Pressentiu uma sinceridade ímpar que não se fazia familiar nas pessoas ao seu entorno. A irritação inicial pela bolsa escapada, deu lugar a uma curiosidade inquietante. Sem arredar os pés, ambos agachados começaram a conversar ali mesmo, desta feita cercados pela vida que continuava em seu ritmo acelerado. Foi nesse breve encontro aos trambolhões, que o arroubo de um futuro próspero se firmou nos primeiros passos e a sedução magnificente do cupido se projetou real. Carlos Eduardo e Maia Eliza descobriram que, apesar das aparências tão contrastantes, havia entre eles uma aliança de ligação, uma conexão genuína e profunda nascida de um simples tropeço. 
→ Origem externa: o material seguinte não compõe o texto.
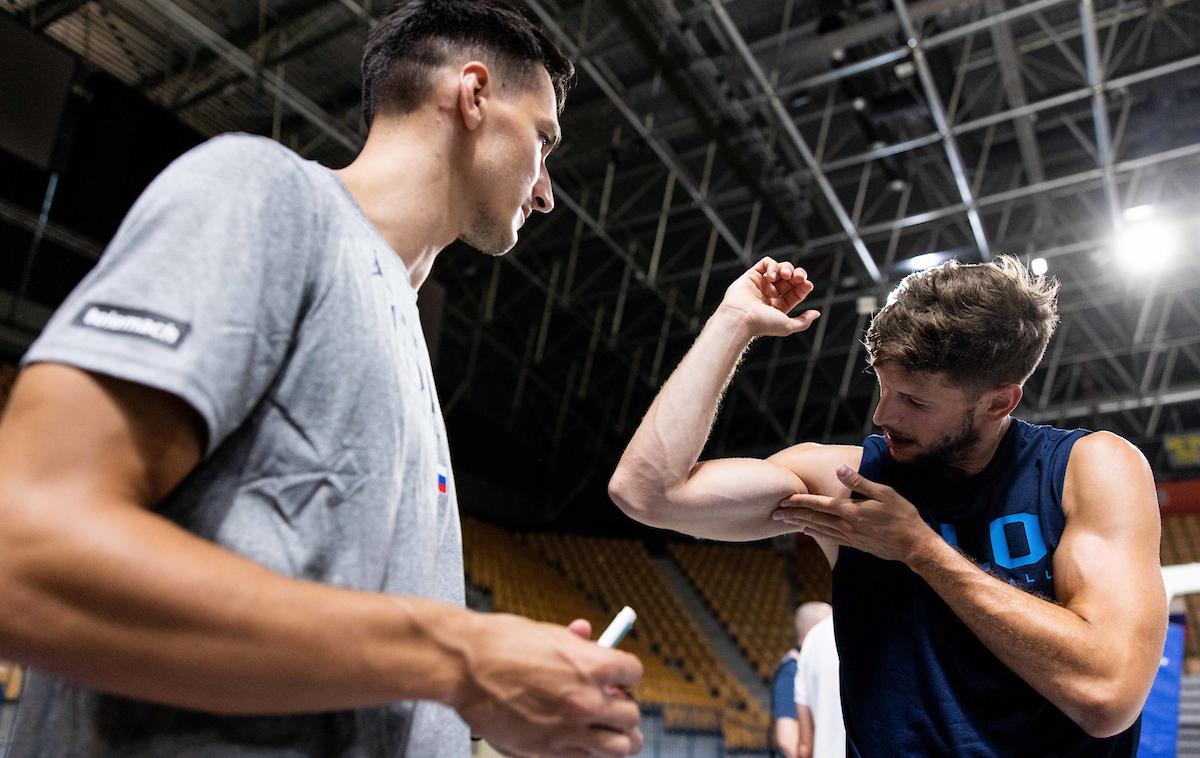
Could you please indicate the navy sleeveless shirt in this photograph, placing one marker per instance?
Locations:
(915, 679)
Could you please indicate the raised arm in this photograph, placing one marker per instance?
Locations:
(659, 480)
(102, 591)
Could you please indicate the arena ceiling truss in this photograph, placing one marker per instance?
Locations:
(857, 139)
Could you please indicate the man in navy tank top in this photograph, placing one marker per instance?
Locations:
(996, 584)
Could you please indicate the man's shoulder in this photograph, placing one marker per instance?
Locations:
(238, 162)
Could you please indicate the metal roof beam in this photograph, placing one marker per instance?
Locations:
(247, 65)
(1099, 109)
(661, 150)
(793, 134)
(934, 100)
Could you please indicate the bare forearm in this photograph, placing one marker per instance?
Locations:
(135, 606)
(1066, 659)
(671, 437)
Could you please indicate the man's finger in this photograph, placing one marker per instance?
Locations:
(857, 482)
(621, 714)
(624, 671)
(802, 322)
(607, 743)
(581, 627)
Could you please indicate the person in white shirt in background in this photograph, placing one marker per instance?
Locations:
(819, 696)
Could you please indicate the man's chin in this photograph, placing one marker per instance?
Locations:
(493, 247)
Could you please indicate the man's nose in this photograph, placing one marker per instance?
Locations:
(882, 409)
(543, 194)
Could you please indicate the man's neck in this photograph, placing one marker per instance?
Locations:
(403, 182)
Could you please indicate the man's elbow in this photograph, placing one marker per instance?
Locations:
(634, 500)
(1103, 713)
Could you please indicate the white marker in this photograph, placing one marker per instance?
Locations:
(617, 630)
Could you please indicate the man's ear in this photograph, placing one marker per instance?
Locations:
(1003, 399)
(474, 91)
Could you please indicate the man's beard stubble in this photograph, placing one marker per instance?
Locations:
(487, 235)
(952, 447)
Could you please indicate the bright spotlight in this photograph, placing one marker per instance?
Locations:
(1139, 212)
(1146, 246)
(925, 260)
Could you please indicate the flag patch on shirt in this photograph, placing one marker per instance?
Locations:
(144, 324)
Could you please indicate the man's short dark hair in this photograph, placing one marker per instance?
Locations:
(415, 37)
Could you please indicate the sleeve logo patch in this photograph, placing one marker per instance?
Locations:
(153, 326)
A partir desse dia, o feio e o bonito passaram a se abordar regularmente construindo primeiramente uma amizade e, à depois, dando início aos contornos de um amor que desafiou todas as expectativas, ou seja, o útil se ajustou ao agradável. Às vezes, um embondo poderá ser a chave que abrirá a porta para algo incrivelmente mavioso e inesperado, como se o destino tivesse um plano próprio para unir almas dispersas, que, de outra forma, nunca se encontrariam. Carlos Eduardo e Maria Eliza se casaram em uma cerimônia simples, cheia, porém, de amor. A cidade inteira de Pedra do Sol (de ambos os lados da ponte), compareceu, testemunhando a união que desafiava padrões e preconceitos. 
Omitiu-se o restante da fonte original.